Paa det Tidspunkt vendte Benjaminiterne saa tilbage, og de gav dem de Kvinder fra Jabesj i Gilead, som man havde ladet i Live. Men de var ikke nok til dem.
15 Toen berouwde het den volke over Benjamin, omdat de HEERE een scheur gemaakt had in de stammen van Israel.
Da gjorde det Folket ondt for Benjamin, fordi HERREN havde gjort et Skaar i Israels Stammer.
16 En de oudsten der vergadering zeiden: Wat zullen wij, belangende de vrouwen, doen aan degenen, die overgebleven zijn?

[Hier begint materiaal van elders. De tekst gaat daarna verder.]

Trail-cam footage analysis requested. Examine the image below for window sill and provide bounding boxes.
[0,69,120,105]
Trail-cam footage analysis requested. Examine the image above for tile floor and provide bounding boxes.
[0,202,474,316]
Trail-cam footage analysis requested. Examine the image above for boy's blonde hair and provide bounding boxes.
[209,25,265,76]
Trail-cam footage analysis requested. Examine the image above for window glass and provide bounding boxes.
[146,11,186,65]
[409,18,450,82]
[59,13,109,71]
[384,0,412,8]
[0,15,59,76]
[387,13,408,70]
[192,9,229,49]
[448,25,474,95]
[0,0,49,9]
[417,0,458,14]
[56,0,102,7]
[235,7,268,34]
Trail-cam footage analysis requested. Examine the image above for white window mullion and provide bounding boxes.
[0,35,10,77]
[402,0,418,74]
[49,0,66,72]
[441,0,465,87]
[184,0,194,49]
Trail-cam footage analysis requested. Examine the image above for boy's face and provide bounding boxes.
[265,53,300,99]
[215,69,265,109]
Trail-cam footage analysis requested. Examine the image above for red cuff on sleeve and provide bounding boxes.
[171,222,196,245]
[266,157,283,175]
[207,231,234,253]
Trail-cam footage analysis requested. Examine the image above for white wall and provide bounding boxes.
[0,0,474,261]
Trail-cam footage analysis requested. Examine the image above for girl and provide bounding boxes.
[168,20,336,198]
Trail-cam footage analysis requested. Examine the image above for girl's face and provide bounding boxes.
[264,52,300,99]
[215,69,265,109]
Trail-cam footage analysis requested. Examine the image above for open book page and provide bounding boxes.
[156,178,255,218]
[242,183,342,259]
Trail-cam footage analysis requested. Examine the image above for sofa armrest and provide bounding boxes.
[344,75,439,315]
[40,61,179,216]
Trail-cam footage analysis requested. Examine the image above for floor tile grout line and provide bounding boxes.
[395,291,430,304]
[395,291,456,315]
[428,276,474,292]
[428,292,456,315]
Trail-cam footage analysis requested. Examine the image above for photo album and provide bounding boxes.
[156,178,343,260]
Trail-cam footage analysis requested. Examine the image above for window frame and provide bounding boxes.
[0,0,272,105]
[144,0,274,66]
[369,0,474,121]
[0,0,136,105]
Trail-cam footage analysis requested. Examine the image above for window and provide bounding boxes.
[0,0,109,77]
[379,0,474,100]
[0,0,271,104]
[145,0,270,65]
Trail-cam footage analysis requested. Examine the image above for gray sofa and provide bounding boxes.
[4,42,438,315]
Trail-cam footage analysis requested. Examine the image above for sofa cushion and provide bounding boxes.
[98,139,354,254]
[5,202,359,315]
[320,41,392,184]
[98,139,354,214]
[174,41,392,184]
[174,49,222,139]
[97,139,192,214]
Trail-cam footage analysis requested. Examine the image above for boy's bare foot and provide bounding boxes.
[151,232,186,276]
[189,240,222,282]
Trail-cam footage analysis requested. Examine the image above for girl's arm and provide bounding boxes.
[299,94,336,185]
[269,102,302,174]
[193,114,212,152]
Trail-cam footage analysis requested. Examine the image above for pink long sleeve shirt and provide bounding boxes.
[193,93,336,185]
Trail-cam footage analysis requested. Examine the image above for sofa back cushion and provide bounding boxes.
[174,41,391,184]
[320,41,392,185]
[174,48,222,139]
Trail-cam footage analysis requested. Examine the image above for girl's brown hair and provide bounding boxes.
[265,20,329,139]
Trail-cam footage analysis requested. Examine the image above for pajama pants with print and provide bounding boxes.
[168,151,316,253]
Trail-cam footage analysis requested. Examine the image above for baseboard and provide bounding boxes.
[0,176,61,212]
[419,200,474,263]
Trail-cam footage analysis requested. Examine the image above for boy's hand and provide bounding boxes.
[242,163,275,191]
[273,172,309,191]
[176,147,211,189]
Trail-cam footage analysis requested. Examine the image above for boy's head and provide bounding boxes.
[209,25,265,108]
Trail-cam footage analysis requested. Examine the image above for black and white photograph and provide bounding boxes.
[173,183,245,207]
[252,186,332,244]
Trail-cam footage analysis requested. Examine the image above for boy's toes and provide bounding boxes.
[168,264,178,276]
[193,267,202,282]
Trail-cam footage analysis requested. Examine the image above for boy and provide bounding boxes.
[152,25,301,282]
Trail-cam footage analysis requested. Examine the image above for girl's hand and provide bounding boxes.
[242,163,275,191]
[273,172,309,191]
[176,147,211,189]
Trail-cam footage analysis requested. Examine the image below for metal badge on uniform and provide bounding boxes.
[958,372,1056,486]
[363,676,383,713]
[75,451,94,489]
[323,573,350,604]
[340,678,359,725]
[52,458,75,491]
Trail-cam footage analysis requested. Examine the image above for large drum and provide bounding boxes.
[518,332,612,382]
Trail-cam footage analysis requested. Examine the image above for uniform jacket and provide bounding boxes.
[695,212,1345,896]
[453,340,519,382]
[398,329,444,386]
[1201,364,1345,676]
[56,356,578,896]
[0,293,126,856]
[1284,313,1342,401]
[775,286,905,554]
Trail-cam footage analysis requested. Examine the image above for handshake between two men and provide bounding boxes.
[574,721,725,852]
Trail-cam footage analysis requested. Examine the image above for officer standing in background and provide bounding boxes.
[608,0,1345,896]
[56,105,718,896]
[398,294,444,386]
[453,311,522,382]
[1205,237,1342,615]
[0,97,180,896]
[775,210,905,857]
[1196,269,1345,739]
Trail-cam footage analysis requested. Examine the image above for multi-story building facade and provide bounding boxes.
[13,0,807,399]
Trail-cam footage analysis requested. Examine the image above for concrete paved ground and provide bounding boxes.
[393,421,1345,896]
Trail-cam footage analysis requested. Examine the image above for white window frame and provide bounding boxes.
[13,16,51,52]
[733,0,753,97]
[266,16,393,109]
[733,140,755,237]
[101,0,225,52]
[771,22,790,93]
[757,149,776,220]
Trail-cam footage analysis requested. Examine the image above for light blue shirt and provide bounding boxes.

Want de vrouwen zijn uit Benjamin verdelgd.
Og Menighedens Ældste sagde: »Hvad skal vi gøre for dem, der er tilbage, for at skaffe dem Hustruer, eftersom alle Kvinder i Benjamin er udryddet?«
17 Wijders zeiden zij: De erfenis dergenen, die ontkomen zijn, is van Benjamin, en er moet geen stam uitgedelgd worden uit Israel.
Og de sagde: »Hvorledes kan der reddes en Rest af Benjamin, saa at ikke en Stamme i Israel gaar til Grunde?
18 Maar wij zullen hun geen vrouwen van onze dochteren kunnen geven; want de kinderen Israels hebben gezworen, zeggende: Vervloekt zij, die den Benjaminieten een vrouw geeft!
Vi kan jo ikke give dem nogen af vore Døtre til Ægte!« Israeliterne havde nemlig svoret og sagt: »Forbandet være den, som giver Benjaminiterne en Hustru!«
19 Toen zeiden zij: Ziet, er is een feest des HEEREN te Silo, van jaar tot jaar, dat gehouden wordt tegen het noorden van het huis Gods, tegen den opgang der zon, aan den hogen weg, die opgaat van het huis Gods naar Sichem, en tegen het zuiden van Lebona.
Da sagde de: »Se, HERRENS Højtid fejres jo hvert Aar i Silo!« Det ligger norden for Betel, østen for Vejen, der fører op fra Betel til Sikem, og sønden for Lebona.
20 En zij geboden den kinderen van Benjamin, zeggende: Gaat heen, en loert in de wijngaarden.
Og de bød Benjaminiterne: »Gaa hen og læg eder paa Lur i Vingaardene!
21 En let er op, en zie, als de dochters van Silo zullen uitgegaan zijn om met reien te dansen, zo komt gij voort uit de wijngaarden, en schaakt u, een ieder zijn huisvrouw, uit de dochteren van Silo; en gaat heen in het land van Benjamin.
Se saa nøje til, og naar de unge Kvinder fra Silo kommer ud for at opføre deres Danse, skal I komme frem af Vingaardene og røve hver sin Hustru af de unge Kvinder fra Silo og saa drage hjem til Benjamins Land!
22 En het zal geschieden, wanneer haar vaders of haar broeders zullen komen, om voor ons te rechten, dat wij tot hen zullen zeggen: Zijt hun om onzentwil genadig, omdat wij geen huisvrouw voor een ieder van hen in dezen krijg genomen hebben; want gijlieden hebt ze hun niet gegeven, dat gij te dezer tijd schuldig zoudt zijn.
Naar saa deres Fædre eller Brødre kommer for at gaa i Rette med eder, skal I sige til dem: Skaan os, thi vi fik os ikke alle en Hustru i Krigen! Det er jo ikke eder, der har givet os dem; i saa Fald vilde I have forbrudt eder!«
23 En de kinderen van Benjamin deden alzo, en voerden naar hun getal vrouwen weg, van de reiende dochters, die zij roofden, en zij togen heen, en keerden weder tot hun erfenis, en herbouwden de steden, en woonden daarin.
Det gjorde Benjaminiterne da, og de tog sig Hustruer af de dansende Kvinder, som de røvede, een til hver; derpaa vendte de tilbage til deres Arvelod, opbyggede deres Byer og boede i dem.
24 Ook togen de kinderen Israels te dier tijd van daar, een iegelijk naar zijn stam en naar zijn geslacht; alzo togen zij uit van daar, een iegelijk naar zijn erfenis.
Og samtidig drog Israeliterne derfra, hver til sin Stamme og Slægt, og de gik derfra hver til sin Arvelod,
25 In die dagen was er geen koning in Israel; een iegelijk deed, wat recht was in zijn ogen.
I de Dage var der ingen Konge i Israel; enhver gjorde, hvad han fandt for godt.